Reklama

Niedziela Legnicka

La Moreneta, czyli Czarnulka

Zapierający dech w piersiach widok na okalające Montserrat góry i hołd oddany Maryi w cudownym wizerunku na długo pozostaną w pamięci uczestników naszej redakcyjnej pielgrzymki

Niedziela legnicka 30/2015, str. 6-7

[ TEMATY ]

turystyka

Dorota Niedźwiecka

Góra Montserrat to góra legend

Góra Montserrat
to góra legend

Bądź na bieżąco!

Zapisz się do newslettera

Położone 50 km od Barcelony, w charakterystycznym masywie, który przypomina ludzika Michelina, zlepione ze sobą ogromne głazy sprawiają wrażenie, jakby za chwilę miały stoczyć się w dół zbocza. Na wznoszące się na wysokość 1236 m n.p.m. wzgórze można też dojść pieszo lub wjechać kolejką linową.

Góra legend

Góra Montserrat to góra legend. Według jednej z nich, to aniołowie powycinali w niej fantazyjne kształty złotą piłą, by przygotować je na goszczenie cudownej figury. Według innej – to tutaj w grocie – pustelni św. Piotr miał zostawić figurę Maryi, jaką wyrzeźbił św. Łukasz. Figura zaginęła. Odnaleźli ją w 880 r. pasterze. Najpierw zobaczyli smugę światła, jaka padała z nieba na grotę. W niej znaleziono figurę – tak ciężką, że nie mogli jej podnieść. Uznano, że Matka Boża chce pozostać w tym miejscu i zbudowano dla Niej kaplicę. Z upływem czasu świątynie wznoszone w tym miejscu stawały się coraz większe. Dziś na wzgórzu znajduje się pokaźny kompleks: z kościołem, krużgankami, muzeum, kawiarniami i hotelami.

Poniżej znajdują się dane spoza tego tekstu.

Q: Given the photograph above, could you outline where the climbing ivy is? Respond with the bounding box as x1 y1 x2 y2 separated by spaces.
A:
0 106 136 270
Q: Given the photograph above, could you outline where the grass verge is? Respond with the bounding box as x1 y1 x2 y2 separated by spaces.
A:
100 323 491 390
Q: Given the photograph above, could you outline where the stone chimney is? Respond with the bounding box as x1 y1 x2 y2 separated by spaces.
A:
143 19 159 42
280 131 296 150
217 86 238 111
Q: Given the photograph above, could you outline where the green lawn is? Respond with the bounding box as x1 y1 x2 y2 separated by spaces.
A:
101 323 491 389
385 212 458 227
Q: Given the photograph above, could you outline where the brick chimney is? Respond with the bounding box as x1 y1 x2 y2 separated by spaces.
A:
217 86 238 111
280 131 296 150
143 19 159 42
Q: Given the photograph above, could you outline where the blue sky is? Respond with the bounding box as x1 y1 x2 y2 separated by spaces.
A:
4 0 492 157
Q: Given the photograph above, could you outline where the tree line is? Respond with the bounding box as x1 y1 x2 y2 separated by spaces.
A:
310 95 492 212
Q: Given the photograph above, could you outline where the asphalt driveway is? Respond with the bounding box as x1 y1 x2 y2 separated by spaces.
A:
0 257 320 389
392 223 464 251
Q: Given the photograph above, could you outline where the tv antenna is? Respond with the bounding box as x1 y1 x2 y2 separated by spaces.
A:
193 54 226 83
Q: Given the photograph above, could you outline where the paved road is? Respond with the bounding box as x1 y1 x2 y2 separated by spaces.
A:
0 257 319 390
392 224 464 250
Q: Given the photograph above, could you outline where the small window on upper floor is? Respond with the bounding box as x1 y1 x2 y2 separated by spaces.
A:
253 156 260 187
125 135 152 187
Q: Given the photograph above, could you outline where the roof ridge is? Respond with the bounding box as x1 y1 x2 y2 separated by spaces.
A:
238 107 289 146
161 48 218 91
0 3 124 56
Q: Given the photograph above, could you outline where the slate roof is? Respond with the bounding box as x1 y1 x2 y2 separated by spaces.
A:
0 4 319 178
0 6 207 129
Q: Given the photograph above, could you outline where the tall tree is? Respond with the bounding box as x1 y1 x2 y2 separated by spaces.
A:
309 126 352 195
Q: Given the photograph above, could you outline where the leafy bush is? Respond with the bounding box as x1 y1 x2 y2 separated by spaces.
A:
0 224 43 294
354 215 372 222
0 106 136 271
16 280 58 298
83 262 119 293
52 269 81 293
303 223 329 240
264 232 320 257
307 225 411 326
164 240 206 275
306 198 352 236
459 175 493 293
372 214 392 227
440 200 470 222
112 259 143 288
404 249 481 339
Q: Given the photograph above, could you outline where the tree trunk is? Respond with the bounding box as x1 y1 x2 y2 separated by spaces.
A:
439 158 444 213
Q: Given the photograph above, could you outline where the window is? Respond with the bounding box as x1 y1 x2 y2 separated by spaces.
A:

Pomóż w rozwoju naszego portalu

Wspieram

Ze stacji kolejki droga prowadzi nieco pod górę, a potem – pomiędzy ciasno ustawionymi obok siebie budynkami. Stamtąd wychodzi się na sporych rozmiarów plac i wejście do krużganków bazyliki. Po lewej stronie – uroczy wirydarz z drzewkami oliwnymi i romańską budowlą dawnego klasztoru.

Pierwszy klasztor w tym miejscu został wzniesiony przez benedyktynów w X wieku, kolejny w XII wieku. Szybko stał się jednym z ważniejszych miejsc pielgrzymkowych. Zniszczony w 1811 r. przez wojska napoleońskie, został odbudowany dopiero po ponad 60 latach.

Królowa Katalonii

Fasadę świątyni wieńczą misternie rzeźbione postaci Dwunastu Apostołów z początku XX wieku. Drzwi do świątyni strzegą strażnicy, szczególnie czujni, gdy wewnątrz trwa Msza św. Wnętrze kościoła zachwyca. Utrzymane w stylistyce gotycko-romańskiej, mieniące się złotem i harmonią barw. Uwagę przykuwają liczne lampiony, które są zawieszone przy ścianach. Wykuwane z niezwykłą precyzją, każdy jest zupełnie inny.

Reklama

Przez większą część dnia można podejść do cudownej figury i oddać jej hołd. Zwykle najpierw trzeba ustawić się w sporej długości kolejce.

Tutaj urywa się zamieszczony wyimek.